# Securing Files in ibook to Sell



## andi22w (Sep 23, 2007)

I am going to sell my ibook on ebay, and I would like to ensure that all my files are completely eliminated from the computer. I've heard that reformatting would solve this problem, however, I've since lost my startup disks, and I really do not want to purchase new disks just to reformat.

Is there a better, easier way to ensure that all my files are completely eliminated from the system, so that a new user would not have access? 

Also, how do I change my username so that the buy will not have it? 

I have an ibook running Mac OSX 10.2.8. 

Please help! Thanks!


----------



## Weapongod30 (Aug 13, 2007)

One thing I can think of is this. Do you have a second computer running os x? If so:
1.) Pop your ibook into firewire disk mode by holding the t key during startup.
2.) Connect it to your other computer running OS X via a fire wire cable.
3.) Run disk utility from the computer you have your ibook connected to.
4.) Format your ibook.

Also, a note: If you are concerned about security of your soon-to-be-deleted data, then do this. When in disk utility, and you have your ibook's partition selected and are on the "Erase" tab, click security options. Depending on your level of security needed, choose one of them. "Zero-out Data" should work for your needs, but if you need something better, then choose either 7-pass erase, or 35-pass erase. Just remember that a 7-pass erase takes seven times longer than the "Zero-out data" option, and a 35-pass erase take 35 times longer.


----------



## andi22w (Sep 23, 2007)

Unfortunately, I do not have another mac system - my husband is a Windows man, and we do not (nor do any of my friends) have another mac to use to do this....

Is there any other way?


----------



## Weapongod30 (Aug 13, 2007)

Here is the thing. In orde to reformat your ibook, you need to start up from another source, such as you startup cd, or another mac, etc. You cant reformat your startup disk while it is in use. There are ways to securly delete your files, which I am thinking is the best option for you. As for changing you account username, open up system preferences (apple menu->system preferences, if you didnt know) and click "accounts" Highlight your account and rename it. If you have multiple accounts, and want to delete them, then highlight their names and click the little minus icon in the bottom-right hand corner of the screen. As for a data shredder. Most require you to buy them, but there are some handy apps like this one "ShredIt 5.0" It is called shredit 5.0. If you want your data to be securely deleted, when you delete your files, make sure it overwrites the space with random data.

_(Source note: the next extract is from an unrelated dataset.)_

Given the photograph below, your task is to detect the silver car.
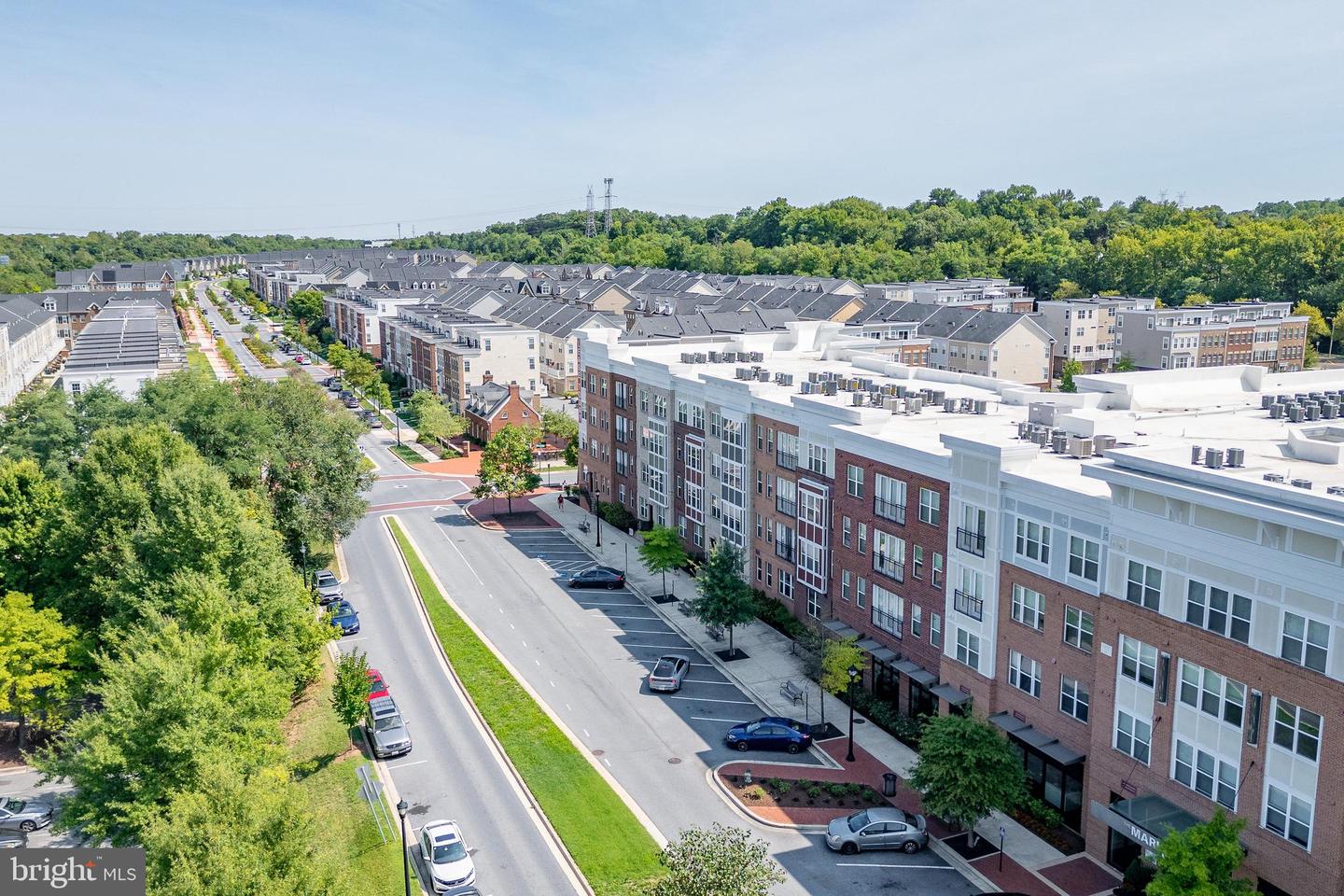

I hope this helps, and if I can think of anything else, I will be sure to post here again.


----------



## sinclair_tm (Mar 11, 2005)

well, you can not change the account name in os x, you can change your name, but the short name is the account name, and that can not be changed. you can create a new admin account and then delete yours from the new account. as for "shredding" old files, the only sure way is to pull the hard drive out and shred it. if they really want to get old info off of the drive, they will, no matter the measures you take, so i think just deleting things will be fine. i would, if i where you, put the ibook into firewire disk mode, connect it to the windows computer and reformat the drive that way, and then sell it as is without anything installed.


----------



## andi22w (Sep 23, 2007)

Wait - so I can reformat at it as described above, but with a connection to a Windows computer?


----------



## Weapongod30 (Aug 13, 2007)

It is possible to do so, if you have a firewire port on your pc. I just didnt think to mention this because I assumed you wanted to sell it ith the os already installed, but I guess you can sell it as a blank laptop. You just cant format it as hfs+ on the windows machine, which is what mac uses. Thanks for mentioning that, sinclair!


----------